The Little Book That Beats the Market

by Joel Greenblatt

The Little Book That Beats the Market cover

Greenblatt turns value and quality into a small machine: buy good businesses at cheap prices. The idea is so clean that it almost feels rude. Humans enjoy making things elaborate enough to feel intelligent, and Greenblatt arrives with two rankings and a small hammer.

The magic formula was one of the easiest concepts to turn into code. Return on capital points toward business quality. Earnings yield points toward price. Put them together and you get a screen that tries to avoid expensive greatness and cheap garbage.

That was exactly why I liked it, and also why I distrusted it. A repeatable rule is software-friendly. You can fetch data, calculate, rank, inspect the weird cases, and then decide whether the output is useful or just mathematically confident nonsense.

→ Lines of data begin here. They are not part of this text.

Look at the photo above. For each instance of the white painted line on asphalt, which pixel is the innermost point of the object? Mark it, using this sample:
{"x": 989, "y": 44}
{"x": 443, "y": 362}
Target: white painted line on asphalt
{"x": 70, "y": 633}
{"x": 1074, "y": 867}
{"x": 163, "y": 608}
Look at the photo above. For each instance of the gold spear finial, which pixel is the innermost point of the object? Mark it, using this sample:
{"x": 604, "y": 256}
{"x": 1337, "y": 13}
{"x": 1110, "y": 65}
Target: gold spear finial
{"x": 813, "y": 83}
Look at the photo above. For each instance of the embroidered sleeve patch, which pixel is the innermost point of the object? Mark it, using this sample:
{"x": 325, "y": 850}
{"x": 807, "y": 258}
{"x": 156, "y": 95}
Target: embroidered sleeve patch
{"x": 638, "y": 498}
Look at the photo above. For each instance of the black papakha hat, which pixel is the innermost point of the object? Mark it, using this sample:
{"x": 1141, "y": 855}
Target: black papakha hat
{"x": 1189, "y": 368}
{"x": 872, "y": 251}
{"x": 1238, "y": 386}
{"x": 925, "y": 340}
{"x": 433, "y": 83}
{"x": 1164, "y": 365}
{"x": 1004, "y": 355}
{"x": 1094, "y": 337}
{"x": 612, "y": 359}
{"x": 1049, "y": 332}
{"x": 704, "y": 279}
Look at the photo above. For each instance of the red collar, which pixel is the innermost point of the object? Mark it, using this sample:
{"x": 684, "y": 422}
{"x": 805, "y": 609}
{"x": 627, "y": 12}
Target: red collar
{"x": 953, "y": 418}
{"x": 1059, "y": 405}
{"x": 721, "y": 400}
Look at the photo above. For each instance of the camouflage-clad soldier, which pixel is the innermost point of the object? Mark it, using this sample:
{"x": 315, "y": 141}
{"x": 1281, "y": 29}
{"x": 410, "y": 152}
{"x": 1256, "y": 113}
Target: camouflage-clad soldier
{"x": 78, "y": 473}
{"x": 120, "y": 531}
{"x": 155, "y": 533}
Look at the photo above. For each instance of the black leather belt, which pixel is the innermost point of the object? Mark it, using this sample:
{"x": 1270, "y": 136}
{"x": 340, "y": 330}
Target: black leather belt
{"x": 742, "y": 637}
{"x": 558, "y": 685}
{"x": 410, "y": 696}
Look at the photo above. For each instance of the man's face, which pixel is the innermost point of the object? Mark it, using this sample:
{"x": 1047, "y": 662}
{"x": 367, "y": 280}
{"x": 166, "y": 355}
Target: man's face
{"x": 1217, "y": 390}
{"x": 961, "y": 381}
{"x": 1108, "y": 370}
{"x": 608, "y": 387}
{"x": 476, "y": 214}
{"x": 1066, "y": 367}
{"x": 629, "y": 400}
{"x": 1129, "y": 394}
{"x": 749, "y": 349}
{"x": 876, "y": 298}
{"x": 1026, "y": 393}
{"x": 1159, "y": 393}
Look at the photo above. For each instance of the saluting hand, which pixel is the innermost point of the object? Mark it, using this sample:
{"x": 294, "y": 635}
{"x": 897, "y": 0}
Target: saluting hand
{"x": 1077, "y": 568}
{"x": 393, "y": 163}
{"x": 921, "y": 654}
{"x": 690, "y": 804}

The deterministic tone is the part I keep some distance from. Investing is too alive for me to believe that a formula can walk into every room and behave properly. Still, as a first-pass screen, the simplicity is powerful.

The uncomfortable part is behavioral. A formula can underperform for years. That is when the investor discovers whether he believes in the process or only liked the backtest because it looked polite on a chart.

For me the book belongs in the reduce-ego category. Markets are hard. Sometimes the professional thing is to make fewer beautiful speeches and follow a better checklist, while remembering that the checklist is not God.